# kitchen sinks!



## muscat (Nov 28, 2006)

I am planning a remodel, and plan to go stainless on the sink, with a two bowl model, one larger than the other. I think this configuration will fit my needs best, but I was envisioning the larger of these bowls housing the disposer, on the side of the dishwasher. The smaller bowl would then be more free for food prep, and the larger one could accumulate dishes, which as they are rinsed and placed in the washer, the disposer would be there for the little bits of food/etc on them.

While this makes sense to me, a number of things I have read have suggested that the *smaller* of the two bowls be the one with the disposer next to the dishwasher. 

Why would this be better?


----------



## phatch (Mar 29, 2002)

Probably mostly to do with fitting the disposal under the sink with the associated plumbing.

As to rinsing your plates, scrape them in the garbage or compost bucket as appropriate. New dishwashers don't need pre-rinsed dishes.

Further, you're doing the sewage treatment folks a favor and saving yourself tax money by putting as little as you can down the disposal. What goes down the disposal is undigested food. It takes much more time, energy and capacity to treat this in the sewage water than the standard digested sewage waste. 

Grease/oil should never go into the drain as they clog sewers and are difficult to treat at the plant.


----------



## schllac (Nov 12, 2006)

I tend to agree with phatch, but having been there I would get a single large bowl, mainly because of the large pots that I use.


----------



## mikelm (Dec 23, 2000)

Muscat-
Coming off a complete kitchen reconstruction a couple years ago, I can maybe offer a couple suggestions.

If you're doing the plumbing fresh, you can accomodate whatever location of the disposal you want- probably. The drain connection in the wall needs to be below the disposal drain. If you mount the disposal under the larger, deeper bowl, the drain connection will have to be pretty low.

I put in an Elkay SS sink- ELUH32211OL, a nice, 32"-wide double-bowl sink. After some careful shopping, I got it on the internet (Homeclick.com) for $500. The small bowl is 5-1/2" deep and the larger bowl is 10" deep. We didn't move the drain connection, so the disposal is in the smaller bowl, which is on the side away from the D/W. This gave more room to work out the drain connections.

Couple suggestions- though my sink has "heavy duty Sound GuardTM undercoating," running water into the big bowl produces a pretty drum-like vibration.
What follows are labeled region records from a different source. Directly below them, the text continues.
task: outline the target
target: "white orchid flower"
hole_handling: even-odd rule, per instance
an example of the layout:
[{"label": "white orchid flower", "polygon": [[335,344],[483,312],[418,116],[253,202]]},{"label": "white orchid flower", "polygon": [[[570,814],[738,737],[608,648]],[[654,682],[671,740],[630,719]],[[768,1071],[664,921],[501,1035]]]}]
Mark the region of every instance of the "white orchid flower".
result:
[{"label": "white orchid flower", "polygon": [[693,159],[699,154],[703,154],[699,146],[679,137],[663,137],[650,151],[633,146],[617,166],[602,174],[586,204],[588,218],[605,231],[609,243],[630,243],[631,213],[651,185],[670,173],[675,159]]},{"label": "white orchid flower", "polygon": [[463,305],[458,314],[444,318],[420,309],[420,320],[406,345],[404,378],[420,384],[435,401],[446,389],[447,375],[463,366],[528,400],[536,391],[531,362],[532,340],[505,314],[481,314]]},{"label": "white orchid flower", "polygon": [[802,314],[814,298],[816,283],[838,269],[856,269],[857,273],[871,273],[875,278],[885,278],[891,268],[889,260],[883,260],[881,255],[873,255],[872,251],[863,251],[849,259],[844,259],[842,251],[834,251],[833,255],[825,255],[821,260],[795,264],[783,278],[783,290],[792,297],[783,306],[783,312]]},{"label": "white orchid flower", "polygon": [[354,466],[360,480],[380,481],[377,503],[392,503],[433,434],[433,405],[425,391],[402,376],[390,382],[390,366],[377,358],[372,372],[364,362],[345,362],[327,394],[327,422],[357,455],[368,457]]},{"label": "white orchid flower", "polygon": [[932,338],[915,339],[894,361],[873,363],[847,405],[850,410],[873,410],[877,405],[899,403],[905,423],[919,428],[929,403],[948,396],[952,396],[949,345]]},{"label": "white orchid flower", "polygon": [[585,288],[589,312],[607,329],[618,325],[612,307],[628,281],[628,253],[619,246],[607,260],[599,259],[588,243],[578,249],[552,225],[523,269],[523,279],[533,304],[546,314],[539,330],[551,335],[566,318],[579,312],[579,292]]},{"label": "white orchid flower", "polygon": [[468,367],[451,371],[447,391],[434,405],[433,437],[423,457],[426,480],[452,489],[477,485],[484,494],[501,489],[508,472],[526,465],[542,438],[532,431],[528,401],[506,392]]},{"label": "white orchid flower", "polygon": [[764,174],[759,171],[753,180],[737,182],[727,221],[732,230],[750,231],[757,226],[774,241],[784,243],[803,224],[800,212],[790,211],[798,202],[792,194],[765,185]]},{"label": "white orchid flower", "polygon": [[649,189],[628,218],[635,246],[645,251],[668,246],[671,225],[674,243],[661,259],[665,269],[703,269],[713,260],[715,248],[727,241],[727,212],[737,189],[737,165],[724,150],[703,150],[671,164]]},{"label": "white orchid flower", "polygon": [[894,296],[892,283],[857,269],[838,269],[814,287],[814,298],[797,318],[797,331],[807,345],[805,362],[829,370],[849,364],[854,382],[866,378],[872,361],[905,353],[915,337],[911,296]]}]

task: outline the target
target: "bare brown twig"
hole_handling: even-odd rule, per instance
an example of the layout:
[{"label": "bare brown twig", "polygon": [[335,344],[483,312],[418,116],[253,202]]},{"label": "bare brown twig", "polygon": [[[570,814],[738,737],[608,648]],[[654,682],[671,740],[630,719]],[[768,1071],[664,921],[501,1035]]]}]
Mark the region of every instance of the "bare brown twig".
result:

I'm planning to find a sheet of 1/4" or so neoprene or some similar material and sticking it onto the bottom of the bowl with some gooey adhesive like roof-patching tar to dampen these vibrations better than the factory stuff does. That would be easier to do - if you think you might like it - before you put it in rather than later, when you will be working upside down. 

The other point is to INSIST your plumber uses _ball valves_ for the cutoff valves, not only for the sink, but also for lavs, toilets, and any other plumbing fixtures you may be replacing. The usual, little chromy cutoff globe valves quit working after *very* few years because the washers detioriate and/or get crudded up with mineral deposits. They don't work any more, and to do any sort of work or repair, such as replacing the faucet washers, you have to shut off the whole water supply. This applies as well to valves farther back in your supply line: if you have to replace any valves in your supply lines, don't use gate valves, which also crud up and quit working after relatively few years; use ball valves, which almost never fail. These are available at any home or plumbing supply store.

If your plumber argues about this, it's because he wants to come back in just a few years and replace the globe/gate valves for you. 

My son was in the industrial valve business for ten years- I consulted quite a bit for his company and learned a fair amount about valves.

I'm on the Board of my Condo Association and I insist that ANY valve replacement be a ball valve. The place is 40 years old and, sure enough, most of the existing valves, when we come to do some maintenance/repair work - don't shut off. That means shutting down quite a few units to do some simple repairs.

Mike


----------



## muscat (Nov 28, 2006)

Thanks Mike! That all sounds like great advice. My "plumber" may be my dad, if I'm lucky, so he's an easy guy to work with, and would most likely agree with you anyway!

I was very close to buying an Elkay ELUH sink myself, but found a Pegasus 16gauge sound dampened very similar (I hope) sink at HD for $400. I'll play with it a bit, and see if it is up to par. I was afraid to buy online.....we'll see how it goes.


----------



## mikelm (Dec 23, 2000)

Muscat-
Sounds like a good deal on the sink. When you test it, don't just set it on the ground and pour some water in. That will prevent the bottom from vibrating like it might when it's suspended in the counter.

Hang it from some kind of support around the rim, so the bottom is suspended. Then pour water in in various ways from about faucet height and see what you think. If it sounds a little drummy, you might think about applying some further deadening material before you install it. If it's upside down, you can weight the material down onto the adhesive with bricks, or something like that.

Have fun with the remodel. I figured mine - of the entire condo, not just the kitchen - would take eight to ten weeks.

Took eight months. 

Mike


----------



## muscat (Nov 28, 2006)

8 weeks...8 months......oops. Sounds like remodeling is a lot like touring on vacation- it will always cost more and take more time than you thought. I'll be happy as long as I'm done before it is too cold to do all my cooking on the grill.....planning it has already taken twice as long as I thought it would!


----------



## kyheirloomer (Feb 1, 2007)

Whether a room or a whole house, when remodeling just remember Cheops Law---attributed to the chief engineer on the Great Pyramid project at Cheops:

Nothing is ever completed on time. 

Later on, somebody added:

Or in budget.


----------



## crema (Mar 18, 2007)

I SOOOOOO agree with you on this! Even with a pull out faucet, wrestling with roasting pans, and 6qt saute pans in a sink with a too small bowl is a pain.


----------



## mikelm (Dec 23, 2000)

*Cheops* law...

Doesn't that translate from the Egyptian as "Murphy?"

Mike :lol:


----------



## jannie (Mar 17, 2007)

I work on houses and apartments as well as managing an apartment building; I've learned to use my disposal very sparingly to almost not at all. You don't have to talk to very many plumbers to figure out the whole idea of disposals is a nightmare to your plumbing, think of it like cholesterol buildup in your arteries...yuck.
Jannie


----------